I will argue exactly that: what happened in 2009 was a result of government social engineering forcing quasi-businesses Fannie+Freddie to give loans to people who couldn't pay them back.
Then you obviously have no idea what you are talking about. You didn't even get the date of the recession right. It started in September 2008 with the bankruptcy of Lehman brothers.
Although it's popular among Fox news viewers to blame the recession on the Fair House Act and political pressure to lend to minorities as you just did, the facts don't back up this argument at all. Minority lending in the pre-recession economy was something like 5% of the total mortgages. Even if every single one of those loans was made because of the FHA (they weren't), and even if every single one of those loans was bad (again, not true), it still wouldn't even come close to explaining why the housing market tanked or why the economy exploded. The housing market collapsed because (a) home prices were vastly overinflated, twice their inflationary-adjusted historical levels (b) credit was too easy to come by, allowing people to purchase overly expensive houses with no down payment, (c) The people taking out mortgages were unaware of how dangerous an adjustable-rate mortgage is, particularly those where the rates automatically increase after a year or two. (d) There was - thanks in large part to republican deregulation - a decoupling of mortgage brokering from mortgage lending. So the people brokering the mortgage had an incentive to find unqualified borrowers, inflate (read: lie) about their ability to pay the loan back, and quickly sell off that mortgage to someone else, who has to eat the loss when the person defaults on the loan. Meanwhile, (e) republicans in the Fed and Congress prevented the government from doing anything to regulate this. The net result of all of this was a bubble that, when the downturn happened, burst.

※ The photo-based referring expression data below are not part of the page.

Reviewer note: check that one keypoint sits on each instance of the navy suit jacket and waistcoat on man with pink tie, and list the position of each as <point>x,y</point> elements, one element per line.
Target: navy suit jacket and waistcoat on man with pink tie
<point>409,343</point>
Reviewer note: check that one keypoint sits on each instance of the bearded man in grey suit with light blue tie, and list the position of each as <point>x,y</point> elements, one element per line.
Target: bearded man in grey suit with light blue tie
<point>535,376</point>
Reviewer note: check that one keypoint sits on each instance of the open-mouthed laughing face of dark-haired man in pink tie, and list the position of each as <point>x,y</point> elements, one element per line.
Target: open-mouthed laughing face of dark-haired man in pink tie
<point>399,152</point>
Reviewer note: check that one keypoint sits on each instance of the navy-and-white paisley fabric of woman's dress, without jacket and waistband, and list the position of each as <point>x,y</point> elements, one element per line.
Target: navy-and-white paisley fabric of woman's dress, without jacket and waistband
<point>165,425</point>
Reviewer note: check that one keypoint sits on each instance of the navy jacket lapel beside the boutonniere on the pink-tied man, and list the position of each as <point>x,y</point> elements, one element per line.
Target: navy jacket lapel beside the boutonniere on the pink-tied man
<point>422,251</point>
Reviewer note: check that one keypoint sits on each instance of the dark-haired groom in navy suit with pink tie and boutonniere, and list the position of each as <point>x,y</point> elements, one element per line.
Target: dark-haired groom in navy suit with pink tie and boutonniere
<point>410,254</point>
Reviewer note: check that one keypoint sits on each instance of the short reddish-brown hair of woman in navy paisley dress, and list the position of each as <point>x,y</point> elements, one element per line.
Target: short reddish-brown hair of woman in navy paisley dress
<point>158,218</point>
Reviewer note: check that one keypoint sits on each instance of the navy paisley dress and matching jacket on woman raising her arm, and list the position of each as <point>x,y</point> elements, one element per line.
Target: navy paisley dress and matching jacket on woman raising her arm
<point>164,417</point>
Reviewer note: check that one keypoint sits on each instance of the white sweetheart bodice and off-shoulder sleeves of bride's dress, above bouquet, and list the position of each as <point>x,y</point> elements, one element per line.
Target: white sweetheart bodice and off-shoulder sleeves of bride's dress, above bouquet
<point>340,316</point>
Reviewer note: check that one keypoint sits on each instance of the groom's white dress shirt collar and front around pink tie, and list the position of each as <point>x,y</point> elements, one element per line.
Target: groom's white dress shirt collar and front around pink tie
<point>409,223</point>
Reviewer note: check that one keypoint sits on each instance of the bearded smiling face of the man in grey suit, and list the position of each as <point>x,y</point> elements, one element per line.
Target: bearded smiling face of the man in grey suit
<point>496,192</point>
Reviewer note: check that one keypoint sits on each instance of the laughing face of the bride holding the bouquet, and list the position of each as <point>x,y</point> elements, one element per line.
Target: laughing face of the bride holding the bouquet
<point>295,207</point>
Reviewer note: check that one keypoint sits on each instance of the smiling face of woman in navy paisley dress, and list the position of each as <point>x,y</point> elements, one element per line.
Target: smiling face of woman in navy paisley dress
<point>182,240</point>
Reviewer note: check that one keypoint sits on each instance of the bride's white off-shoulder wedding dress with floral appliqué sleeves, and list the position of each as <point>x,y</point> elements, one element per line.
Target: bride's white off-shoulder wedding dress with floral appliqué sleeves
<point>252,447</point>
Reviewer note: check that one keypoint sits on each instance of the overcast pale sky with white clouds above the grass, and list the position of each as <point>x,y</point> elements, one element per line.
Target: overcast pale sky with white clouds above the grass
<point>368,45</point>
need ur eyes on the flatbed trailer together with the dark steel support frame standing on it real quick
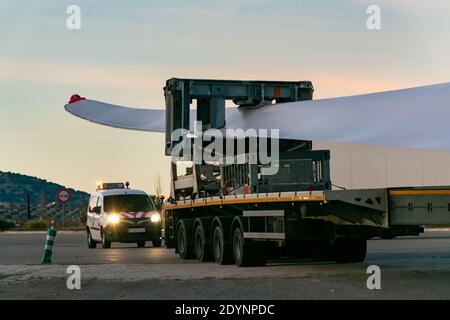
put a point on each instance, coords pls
(237, 213)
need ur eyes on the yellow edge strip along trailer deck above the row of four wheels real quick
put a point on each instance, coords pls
(240, 201)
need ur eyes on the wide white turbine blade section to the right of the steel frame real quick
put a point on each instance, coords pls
(411, 118)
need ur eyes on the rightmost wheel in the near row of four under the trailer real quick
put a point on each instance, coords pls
(250, 254)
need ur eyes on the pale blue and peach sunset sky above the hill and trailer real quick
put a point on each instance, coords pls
(125, 50)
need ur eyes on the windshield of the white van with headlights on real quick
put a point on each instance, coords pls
(128, 203)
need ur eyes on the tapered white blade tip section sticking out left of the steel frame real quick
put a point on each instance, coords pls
(117, 116)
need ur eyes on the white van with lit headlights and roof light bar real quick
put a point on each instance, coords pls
(119, 214)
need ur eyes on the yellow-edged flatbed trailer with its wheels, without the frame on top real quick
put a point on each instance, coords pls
(321, 225)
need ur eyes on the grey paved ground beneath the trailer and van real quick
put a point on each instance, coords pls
(411, 268)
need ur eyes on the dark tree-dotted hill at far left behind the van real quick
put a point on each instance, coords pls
(15, 187)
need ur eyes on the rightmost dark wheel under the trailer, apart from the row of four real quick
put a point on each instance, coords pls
(351, 250)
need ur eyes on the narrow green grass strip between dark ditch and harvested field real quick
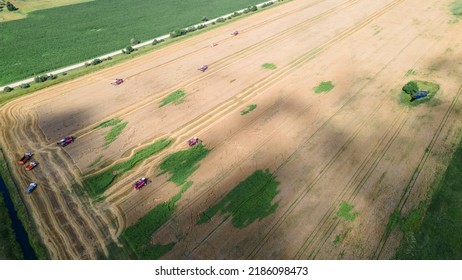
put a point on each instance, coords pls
(34, 239)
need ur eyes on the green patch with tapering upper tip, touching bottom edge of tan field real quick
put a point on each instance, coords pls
(139, 235)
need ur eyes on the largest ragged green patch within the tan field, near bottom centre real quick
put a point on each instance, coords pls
(250, 200)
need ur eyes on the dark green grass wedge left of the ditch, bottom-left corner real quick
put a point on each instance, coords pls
(9, 247)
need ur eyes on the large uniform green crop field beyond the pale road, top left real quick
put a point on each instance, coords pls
(53, 38)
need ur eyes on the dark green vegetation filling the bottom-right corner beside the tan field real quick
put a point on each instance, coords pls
(433, 230)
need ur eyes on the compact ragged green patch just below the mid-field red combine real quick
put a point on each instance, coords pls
(183, 163)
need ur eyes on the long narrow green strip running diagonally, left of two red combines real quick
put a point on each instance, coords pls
(98, 183)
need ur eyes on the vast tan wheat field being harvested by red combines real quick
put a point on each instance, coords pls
(313, 170)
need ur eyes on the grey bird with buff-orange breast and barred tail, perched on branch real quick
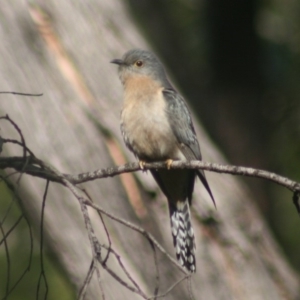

But that still doesn't explain why the economy tanked. A bad housing market drags the economy down, but a housing downturn is not sufficient to explain why the entire economy imploded. Why was this particular housing downturn different from all the rest? The answer is that for the first time in history, we started treating the housing market like the stock market. With credit default swaps ('financial weapons of mass destruction' is how Warren Buffet refers to them), hundreds or thousands of mortgages are packed together into an investment vehicle. The problem is that if even handful of people in that mortgage pool go bankrupt, the CDO starts losing money. If lots of them go bankrupt, it becomes worthless. This risk was not well understood and CDOs were rated AAA grade. So all of Wall Street suddenly began chasing CDOs like they were the end-all-be-all of investment, not realizing that a downturn would render them worthless.
Worse, thanks to the Republicans in congress (and Phil Graham in particular) an important piece of New Deal era legislation was gone. The Glass-Steagal Act prohibited limited all companies to doing either commercial banking, investment banking, or insurance. Under Glass-Steagal, a company cannot, for example, be both an insurance company and a commercial bank. In essence, Glass-Steagal acted as a firewall between important sections of the economy, preventing a downturn in one from spreading like poison to the others. In 1999, Republicans passed (admittedly with Bill Clinton's help) the Graham-Leach-Bliley bill, which repealed Glass-Steagal. With Glass-Steagal gone, every segment of the financial world was prone to a downturn in any one area of the market.
Worst still, the failure of the Federal Government to enforce anti-trust regulations - again, thanks to Republicans - meant that companies could get so large that their bankruptcy would endanger the whole economy. Thus "too big to fail" was born. If you ask me - and most people would agree - too big to fail means to big to exist.
At every every along the way to the great recession, the Republicans pushed for the things that caused the meltdown.